The sculpture, based on a limited number of available photographs, was done in two days. Within four, at the suggestion of a friend, it was made available for free online for other artists supporting Black Lives Matter to use to create George Floyd memorials in their communities.
“Many in the 3D printing community are staying at home, social distancing, unable to join the protests, but wishing to show their support,” Daniel Edwards wrote on Sketchfab, a website dedicated to 3D, virtual reality and augmented reality where it was posted. “They can 3D print a memorial portrait of George Floyd at home, and post images of the bust for online vigils through social media.”
They also could 3D print the bust in any material, which is what Chris Carnabuci did, using wood for an installation in Brooklyn, New York, that was unveiled on Juneteenth of this year.
“He reached out to me about a year ago, and he threw me a little bit, because he was talking about monetizing it,” Edwards said.
That wasn’t something Edwards had anticipated, but he made peace with Carnabuci’s doing so. He was less forgiving about the New York-based artist’s failure to credit the Edwards team for their creation. Threats of withdrawing permission to use the bust prompted Carnabuci to finally credit the pair for the design.

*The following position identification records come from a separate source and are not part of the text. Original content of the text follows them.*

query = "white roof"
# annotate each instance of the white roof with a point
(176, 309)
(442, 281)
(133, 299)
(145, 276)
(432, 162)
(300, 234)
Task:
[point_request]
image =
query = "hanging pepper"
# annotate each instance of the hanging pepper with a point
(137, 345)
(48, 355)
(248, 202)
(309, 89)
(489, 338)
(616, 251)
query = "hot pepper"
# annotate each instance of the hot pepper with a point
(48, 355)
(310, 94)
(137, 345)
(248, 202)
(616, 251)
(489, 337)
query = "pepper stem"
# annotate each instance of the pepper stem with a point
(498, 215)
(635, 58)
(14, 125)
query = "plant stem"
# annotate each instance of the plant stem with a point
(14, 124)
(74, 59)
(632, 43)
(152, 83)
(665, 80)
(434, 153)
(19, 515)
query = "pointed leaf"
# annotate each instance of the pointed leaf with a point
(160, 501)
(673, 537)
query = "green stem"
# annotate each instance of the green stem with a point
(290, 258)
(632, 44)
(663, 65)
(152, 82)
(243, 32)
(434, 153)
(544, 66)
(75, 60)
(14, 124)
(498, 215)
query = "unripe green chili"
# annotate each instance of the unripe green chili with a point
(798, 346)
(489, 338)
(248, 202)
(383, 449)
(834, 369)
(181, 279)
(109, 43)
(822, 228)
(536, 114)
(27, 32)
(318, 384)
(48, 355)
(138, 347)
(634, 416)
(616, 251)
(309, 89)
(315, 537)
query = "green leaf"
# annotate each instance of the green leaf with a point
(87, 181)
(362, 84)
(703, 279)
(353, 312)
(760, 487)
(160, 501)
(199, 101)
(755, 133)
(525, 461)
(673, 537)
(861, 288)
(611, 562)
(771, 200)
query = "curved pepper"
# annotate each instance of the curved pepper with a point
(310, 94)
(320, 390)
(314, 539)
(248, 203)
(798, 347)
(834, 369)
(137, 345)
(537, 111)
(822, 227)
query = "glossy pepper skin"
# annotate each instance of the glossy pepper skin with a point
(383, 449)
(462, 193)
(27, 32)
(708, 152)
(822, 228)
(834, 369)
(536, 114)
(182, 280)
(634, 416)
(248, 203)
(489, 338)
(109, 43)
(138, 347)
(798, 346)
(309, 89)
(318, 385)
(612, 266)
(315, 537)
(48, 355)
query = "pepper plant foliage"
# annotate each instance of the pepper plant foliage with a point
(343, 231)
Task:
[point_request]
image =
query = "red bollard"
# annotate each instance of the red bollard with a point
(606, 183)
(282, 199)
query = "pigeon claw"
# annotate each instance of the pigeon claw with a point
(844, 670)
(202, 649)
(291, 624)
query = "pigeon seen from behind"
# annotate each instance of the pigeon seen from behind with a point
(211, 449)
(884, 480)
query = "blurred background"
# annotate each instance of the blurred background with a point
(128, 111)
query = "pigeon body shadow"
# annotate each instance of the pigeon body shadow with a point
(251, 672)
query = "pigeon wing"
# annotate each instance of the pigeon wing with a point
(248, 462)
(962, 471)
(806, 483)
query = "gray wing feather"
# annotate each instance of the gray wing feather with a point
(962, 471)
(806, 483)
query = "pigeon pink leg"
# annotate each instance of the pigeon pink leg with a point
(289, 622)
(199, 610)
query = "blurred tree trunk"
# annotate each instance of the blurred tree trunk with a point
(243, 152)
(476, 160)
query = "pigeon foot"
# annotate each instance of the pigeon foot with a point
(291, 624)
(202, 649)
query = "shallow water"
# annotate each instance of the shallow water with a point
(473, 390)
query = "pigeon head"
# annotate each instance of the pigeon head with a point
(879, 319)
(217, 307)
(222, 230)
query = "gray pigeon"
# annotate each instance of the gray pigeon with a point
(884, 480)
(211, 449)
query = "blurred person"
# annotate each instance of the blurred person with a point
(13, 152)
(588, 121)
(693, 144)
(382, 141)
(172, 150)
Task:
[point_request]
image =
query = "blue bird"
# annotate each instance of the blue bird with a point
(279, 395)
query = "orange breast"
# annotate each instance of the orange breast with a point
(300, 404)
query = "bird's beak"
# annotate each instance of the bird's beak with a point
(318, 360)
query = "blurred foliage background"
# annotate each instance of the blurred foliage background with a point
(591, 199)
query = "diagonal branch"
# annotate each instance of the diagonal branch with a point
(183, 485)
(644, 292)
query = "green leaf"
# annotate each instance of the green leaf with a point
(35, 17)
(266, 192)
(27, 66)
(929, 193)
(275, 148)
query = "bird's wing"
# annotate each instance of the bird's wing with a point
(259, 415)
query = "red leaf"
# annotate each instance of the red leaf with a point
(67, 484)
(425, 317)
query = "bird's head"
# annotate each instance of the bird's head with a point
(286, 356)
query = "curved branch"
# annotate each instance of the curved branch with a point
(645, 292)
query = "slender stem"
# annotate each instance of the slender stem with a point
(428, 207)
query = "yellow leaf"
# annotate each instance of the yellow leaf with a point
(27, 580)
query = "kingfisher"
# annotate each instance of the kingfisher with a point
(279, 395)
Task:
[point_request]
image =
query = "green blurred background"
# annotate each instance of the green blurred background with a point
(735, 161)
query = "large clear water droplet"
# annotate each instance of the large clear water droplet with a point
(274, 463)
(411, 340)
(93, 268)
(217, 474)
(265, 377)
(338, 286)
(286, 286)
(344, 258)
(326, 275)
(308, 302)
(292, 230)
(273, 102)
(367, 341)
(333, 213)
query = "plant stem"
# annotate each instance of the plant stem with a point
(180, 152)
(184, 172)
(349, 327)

Others may be using it without the Edwardses’ knowledge, because notification isn’t required. Sketchfab numbers show 1,300 downloads and 8,200 views.
One use that Daniel Edwards has seen is augmented reality, where someone converts a photo of the George Floyd bust into augmented reality, then walks around a fixed location, making it appear as though the sculpture is resting in place. One person used the process to photograph images of the bust all over his hometown of Portland, Oregon.
“I’d never seen that,” Edwards said. “That was amazing. That’s the direction I want to go. I’m a little behind there.”
It might be the first time he’s lagged in technology since he arrived at Stan State in 2012 to teach sculpture.
He’d already incorporated 3D sculpting in his work, and while initial steps had been taken to use the process at the University, the process became a true part of the discipline once the necessary printers were available and like-minded colleague Jake Weigel came aboard.
“Our assumption is the newer generation is well versed in computers and everything that has to do with them. That’s wrong,” Edwards said.
Students’ thumbs may fly while Edwards struggles to figure out texting, but Edwards and Weigel struggle to get students to follow them and the art world in computer-generated sculpture.
“We realized we had to integrate it into the curriculum,” Edwards said. “It has to be an assignment. I think it needs a very ambitious student using it and getting accolades for it.”
Or maybe having their professor and his son create a piece used for an installation on the other side of the country.
The Carnabuci piece was defaced within days of its Juneteenth unveiling. White supremacists threw black paint on the bust that rests atop a pedestal covered with phrases and quotations.
Rodman Edwards was upset by the defacing, his dad said, but was comforted by volunteers who worked to clean the piece.
Daniel Edwards, who was excited to see the bust unveiled on the first federal recognition of Juneteenth, took a slightly different view.
“When a sculpture gets vandalized, it shows the importance of sculpture,” Daniel Edwards said. “I have no objections when statues are torn down or vandalized as a form of expression. Just because we put it up doesn’t mean it’s going to stay there forever or that it’s always going to have the same meaning.”
Some hold up over time. A sculpture he helped create in Indianapolis — which commemorates the speech Robert Kennedy gave there the night Martin Luther King Jr. was assassinated, calming the city while others burst out in riots — is still standing. It was ranked the third Most Beautiful Civil Rights Monument in America by Architectural Digest.
It and the Floyd bust are among many that bring together Edwards’ artistry and social conscience. Busts of John Lewis, Sandra Bland, Ahmaud Arbery, Breonna Taylor and Colin Kaepernick are among those Edwards hopes can replace racist monuments being removed.
His worldview, formed in childhood by parents who became adults in the 1960s, hasn’t changed. Just his art.
Edwards trained as a sculptor at Heron School of Art at the University of Indiana, his home state, and New York Academy of Art, in traditional clay and wax. He began teaching those skills to his son when Rodman was 7, and they both embraced the new technology that fine artists, if not academic institutions, are regularly employing.
The same skills and deft work are required for each medium, Edwards said. The upside is digital work is more cost effective. Edwards said he can’t imagine ever having another mold in his possession. And computer programs have improved over time.
His job now is to convince students, comfortable with the clay they likely became familiar with in high school, to embrace technology that grips so much of the rest of their lives.
The possibilities, Edwards has shown, have no boundaries.